Different to common cloud services for named entity recognition, all other computing is done by open source software on your own computer or server without giving away sensitive informations like document content, search queries and how often and what has been found.

If even this list queries are sensitive information you can do downloads manually over Tor and import the data from the saved local files/graphs/lists by referencing or uploading them to the ontologies manager.

Wikidata SPARQL queries examples

SPARQL Endpoint: https://query.wikidata.org/sparql

Politicians

Germany (german politicians)

Members of german parialment

Deutscher Bundestag (Bundestagsabgeordnete)

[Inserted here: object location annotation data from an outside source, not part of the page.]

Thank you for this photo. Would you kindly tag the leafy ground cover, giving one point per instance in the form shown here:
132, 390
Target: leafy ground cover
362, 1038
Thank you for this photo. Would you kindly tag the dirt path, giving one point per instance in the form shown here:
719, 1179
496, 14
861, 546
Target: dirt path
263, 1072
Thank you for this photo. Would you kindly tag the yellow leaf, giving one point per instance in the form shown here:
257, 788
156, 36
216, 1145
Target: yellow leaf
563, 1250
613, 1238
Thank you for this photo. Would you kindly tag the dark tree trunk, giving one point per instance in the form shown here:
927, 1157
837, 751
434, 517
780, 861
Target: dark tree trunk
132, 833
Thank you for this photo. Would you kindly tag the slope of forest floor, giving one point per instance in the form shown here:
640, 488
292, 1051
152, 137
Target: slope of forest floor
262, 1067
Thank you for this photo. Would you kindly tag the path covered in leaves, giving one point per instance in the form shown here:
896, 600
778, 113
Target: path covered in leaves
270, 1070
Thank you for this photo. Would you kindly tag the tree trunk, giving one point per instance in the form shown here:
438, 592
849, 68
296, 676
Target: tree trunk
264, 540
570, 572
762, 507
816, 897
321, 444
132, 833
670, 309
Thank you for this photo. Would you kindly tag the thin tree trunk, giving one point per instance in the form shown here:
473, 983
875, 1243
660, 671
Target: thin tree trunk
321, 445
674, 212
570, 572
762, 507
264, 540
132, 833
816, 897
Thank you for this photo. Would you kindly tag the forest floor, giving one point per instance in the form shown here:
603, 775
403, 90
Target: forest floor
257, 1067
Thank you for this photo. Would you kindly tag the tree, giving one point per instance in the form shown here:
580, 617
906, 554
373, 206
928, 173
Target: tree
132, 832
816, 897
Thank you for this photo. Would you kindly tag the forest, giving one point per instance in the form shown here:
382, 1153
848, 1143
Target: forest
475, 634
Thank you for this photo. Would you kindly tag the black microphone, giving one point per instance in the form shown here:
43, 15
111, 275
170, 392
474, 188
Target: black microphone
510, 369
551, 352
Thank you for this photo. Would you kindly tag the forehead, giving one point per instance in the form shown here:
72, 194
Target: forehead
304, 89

Current and former members of German parliament (Deutscher Bundestag) (>4000 names):


PREFIX skos: <http://www.w3.org/2004/02/skos/core#>
CONSTRUCT {
    ?uri rdfs:label ?label ;
         skos:prefLabel ?prefLabel ;
         skos:altLabel ?altLabel .
}
WHERE {
    ?uri wdt:P39 wd:Q1939555 .
    OPTIONAL {
        ?uri rdfs:label ?label .
    }
    OPTIONAL {
        ?uri skos:prefLabel ?prefLabel .
    }
    OPTIONAL {
        ?uri skos:altLabel ?altLabel .
    }
}

The following SPARQL alternate using DESCRIBE would work, too, but is not recommended and would cause much more overhead if the knowledge graph has more properties and linked data than only thesaurus properties and data (like it is the case with Wikidata, which is a universal knowledge graph with many different properties, not "only" a thesaurus with labels and only a few types of relations): ~~DESCRIBE ?uri WHERE { ?uri wdt:P39 wd:Q1939555 . }~~

Landtag (Landtagsabgeordnete)
Baden Württemberg

Current and former members of Landtag Baden-Württemberg:


PREFIX skos: <http://www.w3.org/2004/02/skos/core#>
CONSTRUCT {
    ?uri rdfs:label ?label ;
         skos:prefLabel ?prefLabel ;
         skos:altLabel ?altLabel .
}
WHERE {
    ?uri wdt:P39 wd:Q17481175 .
    OPTIONAL {
        ?uri rdfs:label ?label .
    }
    OPTIONAL {
        ?uri skos:prefLabel ?prefLabel .
    }
    OPTIONAL {
        ?uri skos:altLabel ?altLabel .
    }
}

List of politicians of other countries or parliaments

To find out more about queries for politicians of your country or your countries politicians are not yet available for download, you can help to add them to Wikidata in the working group Every Politician.